Hello,
I have merged two datasets, using plink. One of the datasets have much less SNPs (dataset1; 470000 SNPs per choromosome, and dataset2; 170000 SNPs per chromosome), so I analyzed, using the common SNPs in both datasets.
Compared to the results before merging two datasets, the results were different. Some SNPs that were statistically significant became not statistically significant anymore, and some SNPs became statistically significant. I think it is because we added some patients when merging, and also I anlayzed only with common SNPs in both datasets.
Then could I just say that the results after merging are fine? Or shoud I check whether I am not missing some important SNPs which became not statistically significant after merging though that were statistically significant before merging. If so, what should I need to do?
Thank you in advance!
You haven't told us anything about the number of individuals, the purpose of your analysis, the statistical test you performed and the technology used to obtain the data, which are potentially important parameters. So please elaborate.
Thank you for the reply.
The number of individuals,, Dataset 1 -- 2000 (case and control), Dataset 2 -- 5 (case only)

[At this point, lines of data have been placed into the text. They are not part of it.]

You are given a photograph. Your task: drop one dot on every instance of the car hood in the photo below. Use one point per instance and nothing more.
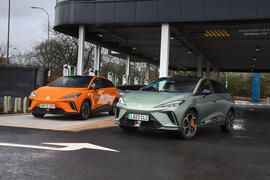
(55, 92)
(145, 100)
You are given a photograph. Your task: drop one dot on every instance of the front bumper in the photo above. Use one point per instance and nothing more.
(163, 120)
(61, 107)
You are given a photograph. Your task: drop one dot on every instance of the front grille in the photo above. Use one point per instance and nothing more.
(51, 111)
(117, 112)
(152, 123)
(73, 106)
(172, 117)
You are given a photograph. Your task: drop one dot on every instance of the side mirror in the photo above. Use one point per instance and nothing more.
(94, 86)
(205, 92)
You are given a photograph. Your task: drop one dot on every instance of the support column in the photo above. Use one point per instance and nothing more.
(128, 66)
(126, 78)
(199, 67)
(147, 76)
(164, 51)
(218, 75)
(81, 44)
(208, 70)
(97, 59)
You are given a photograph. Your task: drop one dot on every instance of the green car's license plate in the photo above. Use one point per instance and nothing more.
(138, 117)
(47, 106)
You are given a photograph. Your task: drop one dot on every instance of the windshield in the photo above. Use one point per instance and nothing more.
(174, 85)
(72, 81)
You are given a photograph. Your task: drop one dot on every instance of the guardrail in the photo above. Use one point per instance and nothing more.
(15, 104)
(59, 1)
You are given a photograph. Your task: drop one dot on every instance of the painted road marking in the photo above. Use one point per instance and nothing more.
(63, 146)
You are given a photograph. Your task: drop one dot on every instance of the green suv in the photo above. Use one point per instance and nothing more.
(184, 104)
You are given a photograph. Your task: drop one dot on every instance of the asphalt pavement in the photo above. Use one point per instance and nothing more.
(144, 155)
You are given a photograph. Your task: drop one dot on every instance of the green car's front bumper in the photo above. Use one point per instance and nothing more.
(161, 119)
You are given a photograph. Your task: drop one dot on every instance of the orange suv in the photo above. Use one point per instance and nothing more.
(75, 95)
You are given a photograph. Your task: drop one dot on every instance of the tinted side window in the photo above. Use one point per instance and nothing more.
(99, 83)
(205, 85)
(218, 88)
(107, 83)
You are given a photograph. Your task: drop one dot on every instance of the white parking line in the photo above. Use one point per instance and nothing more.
(62, 146)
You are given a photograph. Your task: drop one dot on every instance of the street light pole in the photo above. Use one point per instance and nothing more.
(7, 60)
(48, 16)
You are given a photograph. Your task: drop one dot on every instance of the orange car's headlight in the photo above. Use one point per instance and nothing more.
(71, 96)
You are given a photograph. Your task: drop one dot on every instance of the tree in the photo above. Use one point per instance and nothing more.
(63, 49)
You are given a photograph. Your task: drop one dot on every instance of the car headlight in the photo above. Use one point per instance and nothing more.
(71, 96)
(121, 101)
(171, 104)
(33, 94)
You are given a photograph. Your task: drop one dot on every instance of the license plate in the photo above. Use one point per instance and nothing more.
(138, 117)
(47, 106)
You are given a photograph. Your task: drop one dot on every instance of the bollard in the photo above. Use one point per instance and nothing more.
(19, 104)
(15, 105)
(25, 105)
(9, 104)
(5, 107)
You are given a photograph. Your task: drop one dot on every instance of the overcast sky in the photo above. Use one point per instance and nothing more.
(28, 26)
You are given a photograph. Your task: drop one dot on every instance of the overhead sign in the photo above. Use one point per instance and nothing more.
(62, 146)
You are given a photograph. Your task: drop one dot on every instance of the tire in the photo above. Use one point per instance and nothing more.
(113, 110)
(189, 125)
(85, 111)
(38, 115)
(128, 129)
(228, 126)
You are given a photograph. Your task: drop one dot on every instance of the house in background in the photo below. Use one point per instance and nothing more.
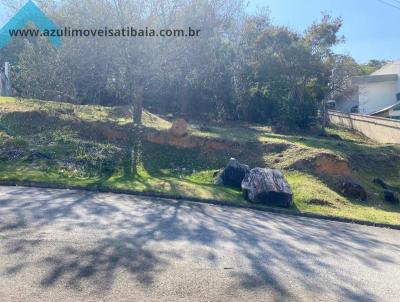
(379, 93)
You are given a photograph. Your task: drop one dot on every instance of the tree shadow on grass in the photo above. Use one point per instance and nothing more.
(86, 238)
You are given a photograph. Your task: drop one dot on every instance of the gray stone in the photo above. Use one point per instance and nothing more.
(233, 174)
(390, 196)
(267, 186)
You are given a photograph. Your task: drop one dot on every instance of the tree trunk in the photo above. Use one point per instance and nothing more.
(138, 105)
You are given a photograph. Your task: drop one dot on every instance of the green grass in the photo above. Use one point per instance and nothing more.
(71, 152)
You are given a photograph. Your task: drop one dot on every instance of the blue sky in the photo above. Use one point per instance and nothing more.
(371, 28)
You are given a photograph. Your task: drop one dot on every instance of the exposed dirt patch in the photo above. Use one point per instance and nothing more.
(321, 202)
(324, 164)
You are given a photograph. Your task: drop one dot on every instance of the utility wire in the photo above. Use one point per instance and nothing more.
(390, 4)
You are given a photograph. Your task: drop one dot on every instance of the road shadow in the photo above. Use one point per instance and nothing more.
(141, 237)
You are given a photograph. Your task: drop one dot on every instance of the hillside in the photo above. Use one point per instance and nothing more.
(49, 142)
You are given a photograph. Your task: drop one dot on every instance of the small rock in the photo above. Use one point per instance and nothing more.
(233, 174)
(179, 128)
(390, 196)
(380, 182)
(354, 190)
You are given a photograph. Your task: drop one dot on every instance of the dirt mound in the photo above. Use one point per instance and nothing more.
(325, 164)
(180, 128)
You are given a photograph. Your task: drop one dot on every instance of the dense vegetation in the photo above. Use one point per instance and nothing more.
(240, 67)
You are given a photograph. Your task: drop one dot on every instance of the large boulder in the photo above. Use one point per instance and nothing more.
(390, 196)
(354, 190)
(179, 128)
(267, 186)
(233, 174)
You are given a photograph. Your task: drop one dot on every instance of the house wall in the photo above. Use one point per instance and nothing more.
(375, 96)
(346, 105)
(380, 129)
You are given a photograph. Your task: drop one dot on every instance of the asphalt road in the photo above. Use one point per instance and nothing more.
(60, 245)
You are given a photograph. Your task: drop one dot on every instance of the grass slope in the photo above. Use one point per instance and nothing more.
(61, 143)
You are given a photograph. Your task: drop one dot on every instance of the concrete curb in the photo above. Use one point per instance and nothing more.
(223, 203)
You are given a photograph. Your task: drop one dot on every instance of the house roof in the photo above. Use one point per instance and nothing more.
(390, 68)
(389, 72)
(386, 109)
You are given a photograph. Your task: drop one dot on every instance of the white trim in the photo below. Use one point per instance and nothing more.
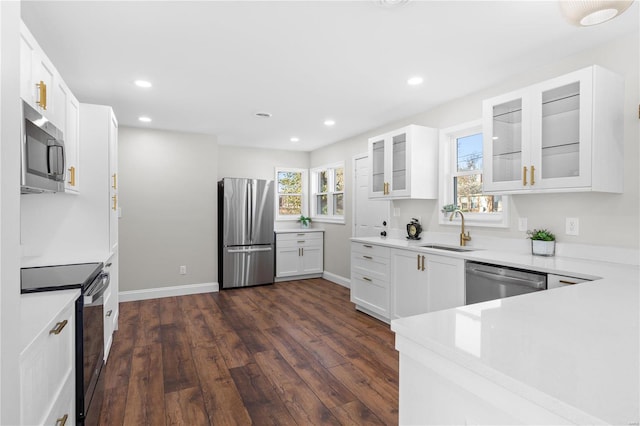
(179, 290)
(344, 282)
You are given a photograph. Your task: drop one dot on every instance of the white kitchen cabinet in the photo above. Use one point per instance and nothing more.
(299, 254)
(564, 134)
(47, 372)
(370, 267)
(403, 164)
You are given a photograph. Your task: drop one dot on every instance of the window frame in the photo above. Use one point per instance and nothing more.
(448, 168)
(314, 193)
(304, 195)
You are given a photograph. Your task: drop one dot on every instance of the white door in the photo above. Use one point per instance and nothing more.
(368, 215)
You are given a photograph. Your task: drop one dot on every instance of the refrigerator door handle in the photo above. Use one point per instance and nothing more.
(249, 250)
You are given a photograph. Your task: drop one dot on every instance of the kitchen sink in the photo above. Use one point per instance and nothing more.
(448, 248)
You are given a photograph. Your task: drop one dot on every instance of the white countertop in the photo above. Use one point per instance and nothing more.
(573, 350)
(37, 310)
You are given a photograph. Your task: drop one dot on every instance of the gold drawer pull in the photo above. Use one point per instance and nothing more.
(58, 328)
(62, 420)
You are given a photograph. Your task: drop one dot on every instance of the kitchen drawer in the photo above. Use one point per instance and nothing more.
(372, 265)
(370, 249)
(45, 365)
(555, 281)
(294, 236)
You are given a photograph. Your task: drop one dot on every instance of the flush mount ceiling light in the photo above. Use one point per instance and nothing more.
(415, 81)
(143, 83)
(585, 13)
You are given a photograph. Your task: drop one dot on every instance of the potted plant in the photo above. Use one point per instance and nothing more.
(448, 209)
(543, 242)
(304, 221)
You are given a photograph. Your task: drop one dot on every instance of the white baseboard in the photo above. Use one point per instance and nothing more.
(344, 282)
(155, 293)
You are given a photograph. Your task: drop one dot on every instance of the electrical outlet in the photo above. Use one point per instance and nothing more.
(522, 224)
(572, 226)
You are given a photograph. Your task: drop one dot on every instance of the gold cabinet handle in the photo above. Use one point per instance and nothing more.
(62, 420)
(72, 176)
(533, 170)
(42, 92)
(58, 328)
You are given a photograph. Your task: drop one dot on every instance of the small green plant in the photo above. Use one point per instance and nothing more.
(541, 235)
(304, 220)
(449, 208)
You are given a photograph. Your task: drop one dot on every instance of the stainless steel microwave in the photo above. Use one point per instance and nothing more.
(43, 154)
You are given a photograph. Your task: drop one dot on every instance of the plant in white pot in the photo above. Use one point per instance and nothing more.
(543, 242)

The purpose of your analysis Case control analysis
The statistical test you performed Fisher
The technology used to obtain the data Plink
Thank you!
Well, then you are removing an awful lot of variants to just add 5 more individuals. I would probably just test in Dataset 1, and then see if those variants were called in Dataset 2.
Thank you - I will compare the two results! But actually I need to add the five cases...
If we have to add those 5 cases, then run your tests with PCs for the merged data.
Thank you so much. You mean to test with population controls?
I meant principal components, here is a good info: In genome wide association studies, what are principal components?.
Thank you so much for your reply. Actually all cases and controls in the datasets have been confirmed that they are all in the same population. So if the 300,000 SNPs are reported to be very rare in the population, maybe we do not need to care, but actually it includes not only rare variants.